Welcome to the National Numismatic Collection (NNC) of the Smithsonian Institution, one of the largest numismatic collections in the world and the largest in North America. Located in the National Museum of American History, Behring Center, the NNC includes approximately 1.6 million objects. There are over 450,000 coins, medals and decorations and 1.1 million pieces of paper money (including the recently acquired “Confederate Treasury horde” of cancelled Confederate paper money) in the collection, highlighting the entire numismatic history of the world.

 

The collection emphsizes the development of money and medals in the United States. The core of the U.S. collection, consisting of more than 18,000 items, including coins of great rarity, came to the Smithsonian in 1923 from the United States Mint. Among exceptional rarities in this section are the Brasher half doubloon, the 1849 double eagle (first of the gold 20 dollar pieces), and two 1877 fifty dollar patterns. Other rarities are the very popular and rare 1913 Liberty head nickel as well as all three types of the 1804 dollar, and two of three known examples of the world's most valuable coin, the 1933 double eagle, the third of which recently sold for 7.6 million dollars.
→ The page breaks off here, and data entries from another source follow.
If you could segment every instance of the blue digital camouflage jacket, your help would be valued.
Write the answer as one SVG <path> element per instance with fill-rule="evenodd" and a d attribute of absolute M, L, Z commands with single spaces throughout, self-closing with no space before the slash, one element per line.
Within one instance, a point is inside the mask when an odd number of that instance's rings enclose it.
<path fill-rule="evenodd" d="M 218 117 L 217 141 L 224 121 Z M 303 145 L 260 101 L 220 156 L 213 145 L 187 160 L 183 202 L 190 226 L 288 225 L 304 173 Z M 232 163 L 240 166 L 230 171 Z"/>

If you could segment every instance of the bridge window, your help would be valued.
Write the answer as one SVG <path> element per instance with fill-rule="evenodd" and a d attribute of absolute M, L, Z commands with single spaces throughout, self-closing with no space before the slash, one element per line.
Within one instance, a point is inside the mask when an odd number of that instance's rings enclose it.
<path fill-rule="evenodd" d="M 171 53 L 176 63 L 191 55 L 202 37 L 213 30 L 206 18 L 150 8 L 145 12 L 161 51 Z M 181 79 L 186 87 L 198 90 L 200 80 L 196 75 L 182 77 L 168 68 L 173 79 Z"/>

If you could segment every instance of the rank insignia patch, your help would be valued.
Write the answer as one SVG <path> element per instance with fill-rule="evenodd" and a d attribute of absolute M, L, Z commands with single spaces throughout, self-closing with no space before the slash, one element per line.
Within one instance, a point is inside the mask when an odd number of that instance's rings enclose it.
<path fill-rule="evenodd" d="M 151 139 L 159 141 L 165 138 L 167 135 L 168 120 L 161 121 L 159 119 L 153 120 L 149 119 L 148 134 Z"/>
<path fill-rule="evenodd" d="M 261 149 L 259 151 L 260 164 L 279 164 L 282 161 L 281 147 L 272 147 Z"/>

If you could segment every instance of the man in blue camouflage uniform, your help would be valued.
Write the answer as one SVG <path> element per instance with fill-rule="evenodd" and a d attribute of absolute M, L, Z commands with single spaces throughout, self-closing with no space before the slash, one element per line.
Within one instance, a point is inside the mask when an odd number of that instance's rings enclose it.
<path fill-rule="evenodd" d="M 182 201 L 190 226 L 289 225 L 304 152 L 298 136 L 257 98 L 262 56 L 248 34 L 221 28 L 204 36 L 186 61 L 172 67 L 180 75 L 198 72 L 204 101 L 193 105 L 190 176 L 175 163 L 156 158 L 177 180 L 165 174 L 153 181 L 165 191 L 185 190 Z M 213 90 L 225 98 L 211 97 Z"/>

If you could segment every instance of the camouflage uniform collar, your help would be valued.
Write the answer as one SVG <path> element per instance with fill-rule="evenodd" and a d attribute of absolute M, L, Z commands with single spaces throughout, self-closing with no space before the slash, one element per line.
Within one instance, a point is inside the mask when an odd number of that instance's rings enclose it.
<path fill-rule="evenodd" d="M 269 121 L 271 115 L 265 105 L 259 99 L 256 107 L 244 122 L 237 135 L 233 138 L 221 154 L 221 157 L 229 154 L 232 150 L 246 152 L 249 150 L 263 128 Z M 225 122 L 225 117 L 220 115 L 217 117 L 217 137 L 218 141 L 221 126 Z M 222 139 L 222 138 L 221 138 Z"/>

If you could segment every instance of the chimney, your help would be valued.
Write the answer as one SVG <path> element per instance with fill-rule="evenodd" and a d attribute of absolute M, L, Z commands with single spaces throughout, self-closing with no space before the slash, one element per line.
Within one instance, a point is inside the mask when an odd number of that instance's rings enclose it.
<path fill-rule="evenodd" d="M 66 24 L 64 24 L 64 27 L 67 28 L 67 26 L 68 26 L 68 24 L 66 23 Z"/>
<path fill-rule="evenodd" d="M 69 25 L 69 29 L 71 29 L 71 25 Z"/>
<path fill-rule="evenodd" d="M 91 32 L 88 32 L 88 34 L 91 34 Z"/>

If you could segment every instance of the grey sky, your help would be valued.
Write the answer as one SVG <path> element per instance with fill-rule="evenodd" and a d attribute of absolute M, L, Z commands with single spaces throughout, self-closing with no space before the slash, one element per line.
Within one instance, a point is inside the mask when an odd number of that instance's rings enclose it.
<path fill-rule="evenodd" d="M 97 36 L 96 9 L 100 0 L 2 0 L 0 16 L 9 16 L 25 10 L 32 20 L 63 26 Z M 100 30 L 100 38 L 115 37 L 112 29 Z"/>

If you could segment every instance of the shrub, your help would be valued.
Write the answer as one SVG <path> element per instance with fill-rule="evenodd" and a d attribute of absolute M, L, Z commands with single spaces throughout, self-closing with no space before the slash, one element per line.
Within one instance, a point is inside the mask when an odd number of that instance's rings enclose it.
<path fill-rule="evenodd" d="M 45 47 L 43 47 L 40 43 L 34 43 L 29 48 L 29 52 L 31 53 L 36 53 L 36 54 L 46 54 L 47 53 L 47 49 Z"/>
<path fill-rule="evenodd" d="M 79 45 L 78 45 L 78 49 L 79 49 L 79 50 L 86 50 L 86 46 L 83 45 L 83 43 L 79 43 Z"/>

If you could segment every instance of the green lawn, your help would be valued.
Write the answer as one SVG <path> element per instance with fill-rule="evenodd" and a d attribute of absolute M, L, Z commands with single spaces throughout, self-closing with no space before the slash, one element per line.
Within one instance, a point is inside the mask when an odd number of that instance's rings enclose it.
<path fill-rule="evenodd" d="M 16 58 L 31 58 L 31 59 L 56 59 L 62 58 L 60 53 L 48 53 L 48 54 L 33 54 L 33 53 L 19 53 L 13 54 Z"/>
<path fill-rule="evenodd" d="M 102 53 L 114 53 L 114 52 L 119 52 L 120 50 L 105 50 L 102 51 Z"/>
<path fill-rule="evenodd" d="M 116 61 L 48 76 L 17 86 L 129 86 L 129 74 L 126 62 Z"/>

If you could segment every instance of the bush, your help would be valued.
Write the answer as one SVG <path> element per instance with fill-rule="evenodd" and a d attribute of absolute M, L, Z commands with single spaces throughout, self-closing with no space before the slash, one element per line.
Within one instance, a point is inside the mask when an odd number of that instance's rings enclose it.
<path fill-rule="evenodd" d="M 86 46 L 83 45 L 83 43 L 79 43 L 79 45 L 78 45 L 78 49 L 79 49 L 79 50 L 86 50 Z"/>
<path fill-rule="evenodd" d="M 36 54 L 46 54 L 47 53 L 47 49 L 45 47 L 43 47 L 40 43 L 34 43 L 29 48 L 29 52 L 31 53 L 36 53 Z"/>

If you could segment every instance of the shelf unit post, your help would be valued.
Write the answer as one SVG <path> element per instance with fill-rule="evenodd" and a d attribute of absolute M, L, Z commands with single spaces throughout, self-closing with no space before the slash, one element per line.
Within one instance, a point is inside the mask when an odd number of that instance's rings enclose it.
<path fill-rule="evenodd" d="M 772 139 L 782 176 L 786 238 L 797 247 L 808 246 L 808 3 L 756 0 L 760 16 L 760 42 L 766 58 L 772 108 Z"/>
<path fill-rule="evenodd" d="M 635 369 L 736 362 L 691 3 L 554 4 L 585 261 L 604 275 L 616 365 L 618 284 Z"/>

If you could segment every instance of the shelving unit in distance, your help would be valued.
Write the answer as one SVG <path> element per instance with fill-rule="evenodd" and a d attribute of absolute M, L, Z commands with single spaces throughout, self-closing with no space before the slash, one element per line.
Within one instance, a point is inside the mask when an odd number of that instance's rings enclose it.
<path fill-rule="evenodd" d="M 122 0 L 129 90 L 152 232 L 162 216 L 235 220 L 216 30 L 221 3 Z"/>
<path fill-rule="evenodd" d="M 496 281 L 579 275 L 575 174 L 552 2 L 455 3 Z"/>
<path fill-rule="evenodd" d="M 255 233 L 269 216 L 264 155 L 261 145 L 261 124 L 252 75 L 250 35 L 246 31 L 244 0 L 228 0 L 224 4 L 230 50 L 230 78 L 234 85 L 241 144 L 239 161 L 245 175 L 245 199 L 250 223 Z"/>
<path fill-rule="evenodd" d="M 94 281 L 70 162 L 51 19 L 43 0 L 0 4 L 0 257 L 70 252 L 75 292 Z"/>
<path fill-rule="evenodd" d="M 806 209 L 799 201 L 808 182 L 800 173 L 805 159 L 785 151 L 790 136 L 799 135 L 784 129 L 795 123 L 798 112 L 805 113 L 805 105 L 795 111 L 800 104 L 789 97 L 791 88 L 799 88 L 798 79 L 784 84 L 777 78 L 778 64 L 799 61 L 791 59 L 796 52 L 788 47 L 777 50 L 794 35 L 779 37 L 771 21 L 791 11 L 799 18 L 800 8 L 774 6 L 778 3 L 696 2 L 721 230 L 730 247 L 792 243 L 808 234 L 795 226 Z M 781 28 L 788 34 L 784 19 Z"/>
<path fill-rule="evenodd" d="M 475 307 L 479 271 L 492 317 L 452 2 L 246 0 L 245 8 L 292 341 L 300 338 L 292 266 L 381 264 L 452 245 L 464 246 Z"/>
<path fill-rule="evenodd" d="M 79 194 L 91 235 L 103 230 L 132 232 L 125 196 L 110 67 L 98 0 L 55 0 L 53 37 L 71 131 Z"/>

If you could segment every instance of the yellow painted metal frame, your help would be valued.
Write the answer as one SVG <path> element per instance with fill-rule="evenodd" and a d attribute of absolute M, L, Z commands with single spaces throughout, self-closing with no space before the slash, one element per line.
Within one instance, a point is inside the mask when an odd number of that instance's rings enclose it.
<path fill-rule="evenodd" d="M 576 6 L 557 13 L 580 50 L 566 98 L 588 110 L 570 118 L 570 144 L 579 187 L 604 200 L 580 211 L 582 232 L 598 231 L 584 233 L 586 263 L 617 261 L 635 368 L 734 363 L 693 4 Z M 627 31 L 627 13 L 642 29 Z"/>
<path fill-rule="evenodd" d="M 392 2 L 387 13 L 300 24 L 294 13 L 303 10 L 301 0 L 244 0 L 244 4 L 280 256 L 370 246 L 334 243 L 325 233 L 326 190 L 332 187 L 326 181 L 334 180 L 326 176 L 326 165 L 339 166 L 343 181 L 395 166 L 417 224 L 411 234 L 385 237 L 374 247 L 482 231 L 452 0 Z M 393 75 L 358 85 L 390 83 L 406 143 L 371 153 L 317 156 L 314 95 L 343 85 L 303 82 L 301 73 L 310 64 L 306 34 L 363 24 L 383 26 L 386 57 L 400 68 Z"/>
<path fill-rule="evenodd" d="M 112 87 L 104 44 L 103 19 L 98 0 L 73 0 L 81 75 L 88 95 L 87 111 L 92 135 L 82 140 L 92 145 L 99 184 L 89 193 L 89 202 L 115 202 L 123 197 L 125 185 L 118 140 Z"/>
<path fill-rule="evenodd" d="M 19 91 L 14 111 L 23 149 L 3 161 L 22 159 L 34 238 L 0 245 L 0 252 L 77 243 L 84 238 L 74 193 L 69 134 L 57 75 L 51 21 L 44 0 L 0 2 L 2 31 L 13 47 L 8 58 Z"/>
Among recent donations are the unprecedented Josiah K. Lilly holdings, consisting of 6,150 gold coins, including an almost complete US gold coin collection, a very rich Latin American gold section, and many of the great rarities of European gold coins, such as a 20 excelentes de la Granada of Ferdinand and Isabella, and two large and heavy 100 ducats of Austria and Poland.

 

And specific to the 1933s:

 

Late in 1934, the 1933 $20 coins were melted down, with the exception of the above two coins and a small number of other specimens, including the recently auctioned King Farouk specimen. The two coins pictured above were added to the National Numismatic Collection on October 9, 1934.

 

From what I see, they are owned by the Smithsonian, which I think is owned by the governement as it was established by an act of Congress in 1846.